Sheryl glanced over her shoulder and laughed. "I know. He's gorgeous. I downloaded these from the Internet. Want me to put them on your computer?"
"Ah, no. Thank you." Charity hesitated. "I'm not sure naked pictures are appropriate for a business office."
"Really?" Sheryl looked confused. "I hadn't thought of that. I guess you're right. I'll take off the shower picture, even though it's my favorite. Have you met Josh? He's what my grandma would call dreamy. I've told my husband if Josh ever comes calling I am so outta here."
So every other woman on the planet also reacted to Josh the way Charity had. Fabulous. Nothing was as thrilling as being part of an adoring crowd, she thought as she made her way into her office.
But it wasn't a problem.
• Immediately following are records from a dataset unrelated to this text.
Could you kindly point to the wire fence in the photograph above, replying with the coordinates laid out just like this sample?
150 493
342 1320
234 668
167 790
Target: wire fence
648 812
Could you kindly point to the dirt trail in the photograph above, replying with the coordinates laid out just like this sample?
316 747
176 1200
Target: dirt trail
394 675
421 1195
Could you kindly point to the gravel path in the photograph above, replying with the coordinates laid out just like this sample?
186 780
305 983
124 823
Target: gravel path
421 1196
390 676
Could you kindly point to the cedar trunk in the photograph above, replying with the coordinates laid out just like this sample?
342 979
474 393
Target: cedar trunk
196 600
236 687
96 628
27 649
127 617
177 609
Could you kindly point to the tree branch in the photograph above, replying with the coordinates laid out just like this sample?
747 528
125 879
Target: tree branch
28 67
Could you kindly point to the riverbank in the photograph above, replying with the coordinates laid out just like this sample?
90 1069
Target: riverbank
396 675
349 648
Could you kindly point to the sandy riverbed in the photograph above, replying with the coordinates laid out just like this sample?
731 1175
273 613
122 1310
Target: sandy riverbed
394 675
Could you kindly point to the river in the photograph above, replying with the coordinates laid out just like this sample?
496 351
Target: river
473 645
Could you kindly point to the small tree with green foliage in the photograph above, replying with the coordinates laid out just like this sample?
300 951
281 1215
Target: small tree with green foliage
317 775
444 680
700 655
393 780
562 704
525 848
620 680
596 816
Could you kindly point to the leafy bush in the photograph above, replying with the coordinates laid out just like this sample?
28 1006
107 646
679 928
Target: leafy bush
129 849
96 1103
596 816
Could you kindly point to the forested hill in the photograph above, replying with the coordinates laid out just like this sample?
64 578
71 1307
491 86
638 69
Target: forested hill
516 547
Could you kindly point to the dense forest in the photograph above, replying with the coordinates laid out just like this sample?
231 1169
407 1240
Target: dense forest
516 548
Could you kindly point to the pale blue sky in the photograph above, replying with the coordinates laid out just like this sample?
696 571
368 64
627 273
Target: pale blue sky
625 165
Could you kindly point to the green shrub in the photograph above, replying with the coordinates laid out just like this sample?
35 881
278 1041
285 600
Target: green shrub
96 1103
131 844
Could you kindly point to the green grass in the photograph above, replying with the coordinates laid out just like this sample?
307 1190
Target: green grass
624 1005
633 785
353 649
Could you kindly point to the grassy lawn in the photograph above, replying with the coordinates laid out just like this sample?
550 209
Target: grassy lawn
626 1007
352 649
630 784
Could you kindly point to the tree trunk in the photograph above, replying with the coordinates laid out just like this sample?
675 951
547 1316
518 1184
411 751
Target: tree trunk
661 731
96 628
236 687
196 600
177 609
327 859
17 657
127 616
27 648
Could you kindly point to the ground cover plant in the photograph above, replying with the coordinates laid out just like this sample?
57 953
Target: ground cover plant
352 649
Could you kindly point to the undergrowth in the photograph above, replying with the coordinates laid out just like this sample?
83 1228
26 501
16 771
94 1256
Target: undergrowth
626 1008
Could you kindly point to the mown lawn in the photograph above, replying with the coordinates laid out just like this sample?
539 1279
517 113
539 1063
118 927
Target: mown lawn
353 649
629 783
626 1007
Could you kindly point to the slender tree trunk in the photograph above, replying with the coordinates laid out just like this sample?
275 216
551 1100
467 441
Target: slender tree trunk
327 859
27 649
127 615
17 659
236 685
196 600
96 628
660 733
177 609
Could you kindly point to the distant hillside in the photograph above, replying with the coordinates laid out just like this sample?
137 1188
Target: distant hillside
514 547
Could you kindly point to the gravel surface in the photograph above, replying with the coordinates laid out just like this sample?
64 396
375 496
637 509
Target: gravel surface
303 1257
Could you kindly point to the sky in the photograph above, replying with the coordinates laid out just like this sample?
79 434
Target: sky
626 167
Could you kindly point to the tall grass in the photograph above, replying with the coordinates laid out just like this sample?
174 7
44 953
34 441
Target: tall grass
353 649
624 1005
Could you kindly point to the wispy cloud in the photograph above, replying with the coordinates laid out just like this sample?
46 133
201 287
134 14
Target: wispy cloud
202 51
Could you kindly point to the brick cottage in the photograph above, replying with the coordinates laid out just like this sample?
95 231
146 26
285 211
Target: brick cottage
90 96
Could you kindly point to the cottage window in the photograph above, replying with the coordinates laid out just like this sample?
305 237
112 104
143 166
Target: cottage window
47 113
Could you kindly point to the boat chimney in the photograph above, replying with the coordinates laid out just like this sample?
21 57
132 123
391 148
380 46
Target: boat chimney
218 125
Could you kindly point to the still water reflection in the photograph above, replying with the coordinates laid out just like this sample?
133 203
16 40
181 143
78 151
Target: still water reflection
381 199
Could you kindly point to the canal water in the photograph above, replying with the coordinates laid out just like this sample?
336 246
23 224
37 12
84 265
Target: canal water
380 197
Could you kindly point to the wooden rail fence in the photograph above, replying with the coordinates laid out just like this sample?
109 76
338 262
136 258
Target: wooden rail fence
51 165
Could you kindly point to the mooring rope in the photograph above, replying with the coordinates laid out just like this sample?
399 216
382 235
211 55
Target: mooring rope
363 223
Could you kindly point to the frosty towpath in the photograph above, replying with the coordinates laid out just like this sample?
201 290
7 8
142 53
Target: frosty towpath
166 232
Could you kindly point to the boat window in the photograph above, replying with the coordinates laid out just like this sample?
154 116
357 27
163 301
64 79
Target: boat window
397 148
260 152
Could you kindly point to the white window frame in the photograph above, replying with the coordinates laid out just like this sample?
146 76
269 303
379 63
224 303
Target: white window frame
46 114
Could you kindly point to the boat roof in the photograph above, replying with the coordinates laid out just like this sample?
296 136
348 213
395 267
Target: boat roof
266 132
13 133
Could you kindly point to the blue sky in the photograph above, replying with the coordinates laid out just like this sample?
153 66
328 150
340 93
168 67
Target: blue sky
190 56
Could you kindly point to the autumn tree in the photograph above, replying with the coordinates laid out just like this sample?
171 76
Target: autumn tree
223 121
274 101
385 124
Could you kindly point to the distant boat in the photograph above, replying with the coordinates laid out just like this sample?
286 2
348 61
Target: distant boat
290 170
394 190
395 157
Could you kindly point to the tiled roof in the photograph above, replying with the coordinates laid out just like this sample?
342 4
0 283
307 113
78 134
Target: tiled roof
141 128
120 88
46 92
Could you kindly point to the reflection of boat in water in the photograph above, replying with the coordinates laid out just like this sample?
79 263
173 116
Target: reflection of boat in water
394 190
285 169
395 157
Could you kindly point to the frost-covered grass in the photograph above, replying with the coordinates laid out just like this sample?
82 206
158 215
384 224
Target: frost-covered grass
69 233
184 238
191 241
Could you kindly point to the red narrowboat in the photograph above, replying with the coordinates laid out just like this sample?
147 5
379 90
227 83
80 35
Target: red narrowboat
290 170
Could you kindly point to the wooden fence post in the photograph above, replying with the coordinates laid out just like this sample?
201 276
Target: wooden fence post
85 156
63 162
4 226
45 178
She would simply avoid the man until she figured out how to control her reaction to him. She wanted a nice, normal, safe man. Her mother had always been attracted to the Joshes of the world: too handsome and adored by women everywhere. She'd gotten her heart broken regularly and painfully. Charity had been determined to learn from her mother's mistakes.
After putting her dead laptop next to her box of personal things she had yet to unpack, Charity glanced through the open door toward Sheryl.